"Ho there! Cazander Pisquare here, enthusiastic assistant engineer. Press the screen to escape this message and resume the feature Mars is for Heroes starring Queen McSteve as Major Bumkiss.
"In case you were wondering, I've got a report from the mummyship scooped fresh out of burbling verbose protein printout. After a grueling 5 nanosecond overhaul-- whoops, it's still sticky, gotta get it unwrinkled-- a scarab repair team got the boojums ironed out of the Snark drive. I bet you didn't even notice. You're sitting there in row *puce*, seat *lovejoy* and you didn't even detect the slightest flutter in fractal fun. Didja? What, you can't remember even getting on the ship? That's because we're dispensing as much ether as we're slipping through, like skating on squashseed shoes.
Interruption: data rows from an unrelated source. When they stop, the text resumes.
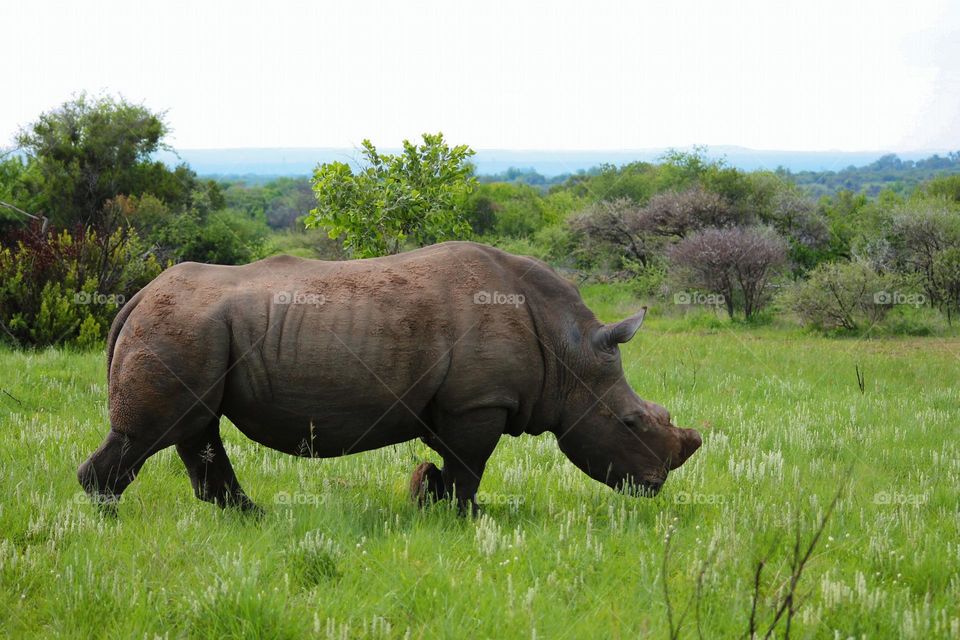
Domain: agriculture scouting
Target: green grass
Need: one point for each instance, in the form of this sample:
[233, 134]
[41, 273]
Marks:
[342, 553]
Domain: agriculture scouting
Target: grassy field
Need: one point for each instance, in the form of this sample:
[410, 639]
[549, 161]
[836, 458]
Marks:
[342, 553]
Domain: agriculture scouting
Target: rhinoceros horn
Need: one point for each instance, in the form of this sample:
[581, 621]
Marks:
[610, 335]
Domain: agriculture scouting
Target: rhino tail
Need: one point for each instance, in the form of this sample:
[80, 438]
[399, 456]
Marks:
[117, 325]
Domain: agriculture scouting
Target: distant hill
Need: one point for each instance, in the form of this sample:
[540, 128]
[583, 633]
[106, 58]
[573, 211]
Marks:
[300, 162]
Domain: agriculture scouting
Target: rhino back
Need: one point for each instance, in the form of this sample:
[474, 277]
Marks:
[358, 349]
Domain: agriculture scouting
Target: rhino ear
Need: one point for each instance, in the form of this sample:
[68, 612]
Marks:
[610, 335]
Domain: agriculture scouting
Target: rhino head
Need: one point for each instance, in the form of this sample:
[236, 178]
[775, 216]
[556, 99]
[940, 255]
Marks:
[606, 429]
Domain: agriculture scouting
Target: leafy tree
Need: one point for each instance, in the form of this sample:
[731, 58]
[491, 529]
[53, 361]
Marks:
[919, 232]
[418, 195]
[89, 150]
[613, 227]
[840, 295]
[737, 263]
[946, 272]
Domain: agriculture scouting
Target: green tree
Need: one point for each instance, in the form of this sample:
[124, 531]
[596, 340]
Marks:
[90, 150]
[418, 195]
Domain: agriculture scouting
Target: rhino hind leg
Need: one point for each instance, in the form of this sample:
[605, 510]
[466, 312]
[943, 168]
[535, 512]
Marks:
[211, 473]
[112, 467]
[465, 443]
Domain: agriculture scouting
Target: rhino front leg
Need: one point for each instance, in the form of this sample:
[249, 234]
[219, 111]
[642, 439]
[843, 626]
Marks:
[465, 443]
[211, 473]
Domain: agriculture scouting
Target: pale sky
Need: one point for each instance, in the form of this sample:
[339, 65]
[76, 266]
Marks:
[808, 75]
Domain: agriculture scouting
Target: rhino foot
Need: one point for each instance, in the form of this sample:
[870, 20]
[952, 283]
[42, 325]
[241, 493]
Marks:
[426, 484]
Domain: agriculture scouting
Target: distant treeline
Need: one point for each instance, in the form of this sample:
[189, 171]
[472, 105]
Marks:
[887, 172]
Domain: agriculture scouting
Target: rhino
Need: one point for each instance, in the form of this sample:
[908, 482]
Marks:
[456, 344]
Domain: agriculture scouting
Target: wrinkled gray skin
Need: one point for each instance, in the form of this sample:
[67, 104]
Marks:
[325, 359]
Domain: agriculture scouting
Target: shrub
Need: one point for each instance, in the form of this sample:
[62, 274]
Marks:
[840, 295]
[65, 288]
[737, 263]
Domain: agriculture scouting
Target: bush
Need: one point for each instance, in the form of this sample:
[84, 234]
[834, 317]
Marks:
[63, 288]
[841, 295]
[737, 263]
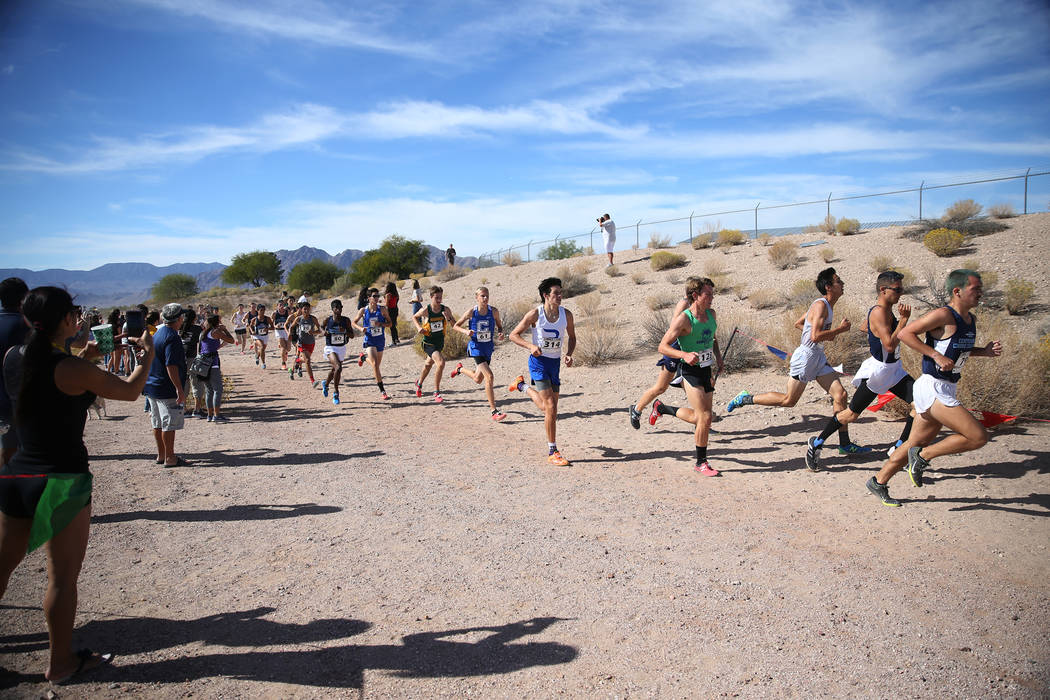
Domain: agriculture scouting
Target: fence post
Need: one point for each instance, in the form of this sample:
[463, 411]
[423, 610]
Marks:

"The short explanation is that Spacemummy was trying to deal with a broken art and he didn't notice that boojums had entered the Snark drive through the compost reactor. Broken arm? No, I said art. He was looking over some old love poetry when he had a routine failure to thrive error. Usually it happens well after Solstice. But this time, he got struck down and within minutes he was laying in sickbay staring at the ceiling.
"Fortunately, the mummy's recovery time is getting shorter and shorter. Without anyone checking in on him, his state vector doesn't keep collapsing. Better to be left up to uncertainty than to pin a tail on his donkey.
"The remainder of your trip should be completely uneventful, so long as we don't get caught in the massive starjelly that's heading this way. The last thing we ask is that you all lean to the left when we play the first dozen notes to Living Thing by ELO. If you don't know what that is, follow your neighbor. Thanks for flying Transmummy Vectorways."